The logic I have here is that I have a recursive predicate which takes each staff member in turn, and a match is found only if the CV list contains the production 'now', and as you can see it will return the Initial and Surname of a Producer if at least 2 employees CV contains the 'now' production.
So, at least as far as I can see, it should return the c,chaplin producer, right? Because this team has staff members who have CV's which contains the 'now' production.
But when I query it, e.g.
qii(Initial,Surname).
It returns 'false'.
When I remove the "member(now,CV)" predicate, it successfully returns all four producers. So it would seem the issues lies with this rule. Member is the built-in predicate for querying the contents of lists, and 'CV' is the list structure that is contained within the file structure of a staff structure.
Any ideas why this isn't working as I had expected?
Any suggestions on what else I could try here?
You need one more clause for the recurseTeam predicate, namely for the case that the first argument is a non-empty list, but its first element is a file structure that does not contain now.
In the current version, recurseTeam simply fails as soon as it encounters such an element in the list.

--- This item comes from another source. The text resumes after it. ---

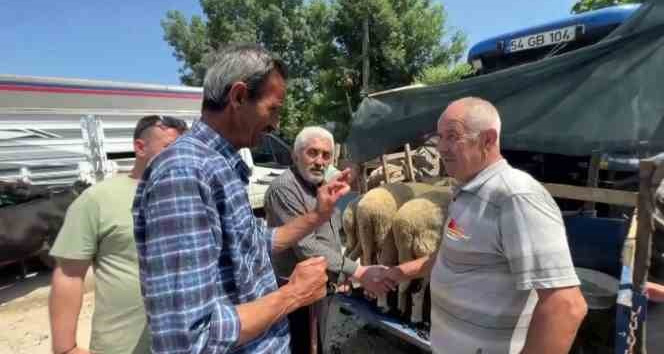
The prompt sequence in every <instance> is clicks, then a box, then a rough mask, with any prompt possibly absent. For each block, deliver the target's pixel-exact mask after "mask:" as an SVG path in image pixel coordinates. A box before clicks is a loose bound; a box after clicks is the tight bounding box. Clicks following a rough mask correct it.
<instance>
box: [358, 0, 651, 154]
mask: <svg viewBox="0 0 664 354" xmlns="http://www.w3.org/2000/svg"><path fill="white" fill-rule="evenodd" d="M465 96H476V97H482V98H484V99H487V100H489V101H491V102H492V103H494V104H495V105H496V106H497V107H498V110H499V111H500V114H501V118H502V122H503V132H502V134H501V139H502V143H501V144H502V148H503V149H507V150H521V151H532V152H540V153H555V154H563V155H576V156H583V155H590V154H592V153H593V152H606V153H623V152H627V153H652V152H657V151H664V124H663V122H662V121H663V119H662V118H663V116H664V0H651V1H647V2H646V3H645V4H644V5H643V6H641V8H640V9H639V10H638V11H637V12H635V13H634V15H633V16H632V17H630V18H629V19H628V20H627V21H626V22H625V23H623V24H622V25H621V26H620V27H618V28H617V29H616V30H615V31H613V32H612V33H611V34H610V35H609V36H607V37H606V38H605V39H603V40H602V41H600V42H598V43H597V44H594V45H592V46H588V47H584V48H582V49H579V50H576V51H572V52H569V53H565V54H562V55H559V56H553V57H550V58H547V59H543V60H539V61H536V62H533V63H530V64H526V65H521V66H517V67H514V68H510V69H507V70H502V71H498V72H495V73H492V74H489V75H483V76H478V77H474V78H470V79H466V80H462V81H460V82H456V83H453V84H447V85H439V86H428V87H418V88H405V89H402V90H393V91H391V92H390V91H388V92H386V93H383V94H376V95H373V96H371V97H368V98H366V99H365V100H363V101H362V103H361V104H360V106H359V108H358V110H357V112H356V115H355V117H354V119H353V122H352V125H351V130H350V134H349V136H348V140H347V143H348V145H349V153H350V158H351V159H352V160H353V161H356V162H364V161H367V160H369V159H371V158H374V157H376V156H378V155H380V154H382V153H385V152H387V151H389V150H392V149H395V148H397V147H399V146H400V145H402V144H405V143H407V142H411V141H413V140H415V139H417V138H419V137H421V136H423V135H425V134H427V133H432V132H433V131H435V125H436V121H437V119H438V117H439V116H440V114H441V112H442V111H443V110H444V109H445V107H446V106H447V105H448V104H449V103H450V102H451V101H453V100H455V99H458V98H461V97H465Z"/></svg>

One possible solution is to add the following third clause for recurseTeam:
recurseTeam([staff(_,_,file(_,_,CV))|List],Sum):-
\+ member(now,CV),
recurseTeam(List,Sum).
Alternatively, one can use a cut ! in the second recurseTeam clause after member(now,CV) and drop \+ member(now,CV) in the third clause. This is more efficient, since it avoids calling member(now,CV) twice. (Note, however, that this is a red cut – the declarative and the operational semantics of the program are no longer the same. Language purists may find this disturbing – "real programmers" don't care.)